Moo Goo WTF?
So I got the weirdest prank phone call EVER on Saturday. At least I think it was a prank phone call. It was a bizarre phone call, regardless.
It went a little something like this:
Me: Hello?
Dude (sounds caucasian, in his 20's or late teens): Uh, is this the Owen residence?
(Owen is my husband's name.)
Me: Sort of... Owen lives here...
Dude: Oh, because this is the Chinese market, and the party that you're having this afternoon in a couple hours? Everything is all set.
Me: Huh?
Dude: You know, the party? 100 egg rolls, 100 sushi...
Me: Nope, not a clue. You must have the wrong number.
Dude: No, no, I've got schezuan beef...
And he KEEPS naming stuff! So I cut him off again.
Me: Who is this again?
Dude: Uh... the Chinese... market... buffet?
Me: And where are you located?
Dude: *dial tone*
WTF? I was waiting for the punch line. How weird is that? I mean, at LEAST ask if my refrigerator is running. Something. Don't leave me hanging like that!

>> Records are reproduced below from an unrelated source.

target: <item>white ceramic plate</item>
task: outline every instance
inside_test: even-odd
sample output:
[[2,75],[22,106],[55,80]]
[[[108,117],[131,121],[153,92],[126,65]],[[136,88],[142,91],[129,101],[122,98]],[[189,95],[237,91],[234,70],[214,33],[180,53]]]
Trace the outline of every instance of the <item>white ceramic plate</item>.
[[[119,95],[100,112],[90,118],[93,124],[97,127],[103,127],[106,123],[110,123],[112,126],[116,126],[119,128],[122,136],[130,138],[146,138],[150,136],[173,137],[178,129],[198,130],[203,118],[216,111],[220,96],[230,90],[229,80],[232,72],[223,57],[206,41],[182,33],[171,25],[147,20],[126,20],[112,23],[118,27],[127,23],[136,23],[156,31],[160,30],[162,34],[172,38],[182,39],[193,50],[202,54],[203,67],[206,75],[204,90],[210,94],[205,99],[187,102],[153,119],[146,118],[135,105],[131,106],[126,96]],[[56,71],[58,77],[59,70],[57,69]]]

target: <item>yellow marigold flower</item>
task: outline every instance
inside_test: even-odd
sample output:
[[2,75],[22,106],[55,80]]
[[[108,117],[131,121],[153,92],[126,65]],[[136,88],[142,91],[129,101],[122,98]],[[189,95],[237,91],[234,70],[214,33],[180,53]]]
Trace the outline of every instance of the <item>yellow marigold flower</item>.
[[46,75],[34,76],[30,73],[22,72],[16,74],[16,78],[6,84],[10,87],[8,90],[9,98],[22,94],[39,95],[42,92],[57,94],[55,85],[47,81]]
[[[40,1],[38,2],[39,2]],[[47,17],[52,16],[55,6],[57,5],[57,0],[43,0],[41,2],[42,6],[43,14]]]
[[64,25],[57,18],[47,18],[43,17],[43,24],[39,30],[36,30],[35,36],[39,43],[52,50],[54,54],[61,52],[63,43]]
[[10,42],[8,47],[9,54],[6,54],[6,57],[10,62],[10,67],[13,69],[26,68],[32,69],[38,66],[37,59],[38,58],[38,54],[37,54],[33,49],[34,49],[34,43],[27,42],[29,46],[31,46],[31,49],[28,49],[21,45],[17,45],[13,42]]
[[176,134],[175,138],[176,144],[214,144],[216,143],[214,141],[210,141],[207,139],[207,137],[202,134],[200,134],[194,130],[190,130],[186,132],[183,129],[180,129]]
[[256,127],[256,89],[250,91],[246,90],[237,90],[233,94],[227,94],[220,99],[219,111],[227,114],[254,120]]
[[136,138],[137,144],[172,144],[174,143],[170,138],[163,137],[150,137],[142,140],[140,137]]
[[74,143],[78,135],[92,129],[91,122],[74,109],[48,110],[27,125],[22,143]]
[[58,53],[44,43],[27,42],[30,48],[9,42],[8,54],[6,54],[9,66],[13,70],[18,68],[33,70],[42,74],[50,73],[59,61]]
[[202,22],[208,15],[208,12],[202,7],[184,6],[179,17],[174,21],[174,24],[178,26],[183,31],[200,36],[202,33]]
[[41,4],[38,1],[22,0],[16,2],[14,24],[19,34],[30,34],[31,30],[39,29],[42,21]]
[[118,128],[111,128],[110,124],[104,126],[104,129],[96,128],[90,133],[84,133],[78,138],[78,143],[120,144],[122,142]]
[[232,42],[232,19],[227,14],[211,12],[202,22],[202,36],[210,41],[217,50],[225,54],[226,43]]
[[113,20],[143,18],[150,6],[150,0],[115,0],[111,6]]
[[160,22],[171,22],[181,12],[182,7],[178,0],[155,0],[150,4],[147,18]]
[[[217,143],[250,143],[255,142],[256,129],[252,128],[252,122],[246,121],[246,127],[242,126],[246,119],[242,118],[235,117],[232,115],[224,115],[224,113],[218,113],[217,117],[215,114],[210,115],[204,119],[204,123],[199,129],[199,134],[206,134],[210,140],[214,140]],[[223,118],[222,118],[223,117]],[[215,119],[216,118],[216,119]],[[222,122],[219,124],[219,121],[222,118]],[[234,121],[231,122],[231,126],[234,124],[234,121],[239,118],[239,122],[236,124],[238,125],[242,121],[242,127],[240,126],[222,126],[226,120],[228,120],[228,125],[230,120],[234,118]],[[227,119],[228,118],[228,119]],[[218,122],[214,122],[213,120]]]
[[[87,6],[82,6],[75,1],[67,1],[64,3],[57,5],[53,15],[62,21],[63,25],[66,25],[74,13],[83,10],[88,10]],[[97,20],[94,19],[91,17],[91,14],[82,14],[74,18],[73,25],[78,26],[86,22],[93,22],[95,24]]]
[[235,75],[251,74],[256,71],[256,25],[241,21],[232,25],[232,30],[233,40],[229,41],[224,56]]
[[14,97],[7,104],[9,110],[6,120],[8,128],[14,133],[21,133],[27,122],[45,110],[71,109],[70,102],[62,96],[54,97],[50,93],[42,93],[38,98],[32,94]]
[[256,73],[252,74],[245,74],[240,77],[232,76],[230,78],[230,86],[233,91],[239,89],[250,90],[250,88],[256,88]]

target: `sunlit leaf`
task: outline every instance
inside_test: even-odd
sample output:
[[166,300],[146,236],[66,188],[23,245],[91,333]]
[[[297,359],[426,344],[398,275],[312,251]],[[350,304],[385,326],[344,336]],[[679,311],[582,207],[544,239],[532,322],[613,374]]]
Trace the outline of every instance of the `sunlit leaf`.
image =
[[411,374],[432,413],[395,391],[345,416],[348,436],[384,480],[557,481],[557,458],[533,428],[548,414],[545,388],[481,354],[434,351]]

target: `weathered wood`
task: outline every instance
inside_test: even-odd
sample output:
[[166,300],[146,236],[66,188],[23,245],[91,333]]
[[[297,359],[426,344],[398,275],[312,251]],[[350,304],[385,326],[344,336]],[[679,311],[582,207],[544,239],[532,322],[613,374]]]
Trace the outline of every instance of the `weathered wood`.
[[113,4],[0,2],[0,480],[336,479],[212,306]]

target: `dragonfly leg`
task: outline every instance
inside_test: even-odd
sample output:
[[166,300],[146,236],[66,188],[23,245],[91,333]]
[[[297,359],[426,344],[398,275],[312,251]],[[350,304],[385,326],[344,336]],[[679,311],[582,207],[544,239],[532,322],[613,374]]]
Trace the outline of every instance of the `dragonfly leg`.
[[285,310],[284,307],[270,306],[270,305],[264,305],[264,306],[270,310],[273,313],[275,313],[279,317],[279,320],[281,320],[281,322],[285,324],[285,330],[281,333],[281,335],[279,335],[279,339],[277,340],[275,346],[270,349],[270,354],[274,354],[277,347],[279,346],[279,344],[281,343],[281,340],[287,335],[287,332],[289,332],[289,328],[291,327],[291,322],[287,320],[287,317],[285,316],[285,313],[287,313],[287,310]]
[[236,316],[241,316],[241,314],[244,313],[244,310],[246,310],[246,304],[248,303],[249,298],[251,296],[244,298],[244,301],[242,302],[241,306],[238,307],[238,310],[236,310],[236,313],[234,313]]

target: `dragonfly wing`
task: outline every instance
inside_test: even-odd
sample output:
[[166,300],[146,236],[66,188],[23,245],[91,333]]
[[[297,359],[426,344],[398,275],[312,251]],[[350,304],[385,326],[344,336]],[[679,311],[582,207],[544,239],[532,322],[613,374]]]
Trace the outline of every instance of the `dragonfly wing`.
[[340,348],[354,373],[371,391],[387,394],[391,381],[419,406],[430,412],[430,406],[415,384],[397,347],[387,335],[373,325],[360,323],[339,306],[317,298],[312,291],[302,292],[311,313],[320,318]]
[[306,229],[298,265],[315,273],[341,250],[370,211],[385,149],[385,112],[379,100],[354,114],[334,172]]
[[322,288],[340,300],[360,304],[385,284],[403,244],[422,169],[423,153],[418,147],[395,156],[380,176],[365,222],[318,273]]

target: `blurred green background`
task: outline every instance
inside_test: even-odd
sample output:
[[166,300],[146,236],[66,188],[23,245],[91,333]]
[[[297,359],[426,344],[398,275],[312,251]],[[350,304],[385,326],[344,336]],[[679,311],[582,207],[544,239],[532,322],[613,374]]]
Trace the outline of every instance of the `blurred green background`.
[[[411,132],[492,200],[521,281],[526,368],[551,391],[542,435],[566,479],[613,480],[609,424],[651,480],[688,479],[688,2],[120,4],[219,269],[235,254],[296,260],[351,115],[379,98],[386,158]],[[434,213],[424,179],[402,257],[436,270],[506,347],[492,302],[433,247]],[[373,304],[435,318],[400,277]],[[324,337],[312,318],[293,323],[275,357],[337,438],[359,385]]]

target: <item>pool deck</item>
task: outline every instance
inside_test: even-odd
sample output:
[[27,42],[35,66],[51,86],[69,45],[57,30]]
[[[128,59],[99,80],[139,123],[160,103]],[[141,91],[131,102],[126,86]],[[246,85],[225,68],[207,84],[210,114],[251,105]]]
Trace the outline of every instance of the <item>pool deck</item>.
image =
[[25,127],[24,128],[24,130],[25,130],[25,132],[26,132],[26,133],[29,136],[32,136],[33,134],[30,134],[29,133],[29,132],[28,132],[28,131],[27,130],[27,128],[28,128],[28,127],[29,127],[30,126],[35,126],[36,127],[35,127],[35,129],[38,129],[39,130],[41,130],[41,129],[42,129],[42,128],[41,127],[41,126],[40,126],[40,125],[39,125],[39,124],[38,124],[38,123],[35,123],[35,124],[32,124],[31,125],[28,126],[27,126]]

If I had been thinking on my feet (but it was early Saturday morning) I would have played along like, "Oh yeah! THAT party! I thought you were talking about another party at the chinese market buffet!" Or been like, "No, it's 200 egg rolls, dumbass!" But instead I was just stunned at how random this call was. And thinking to myself as it was happening, this is so going in my blog.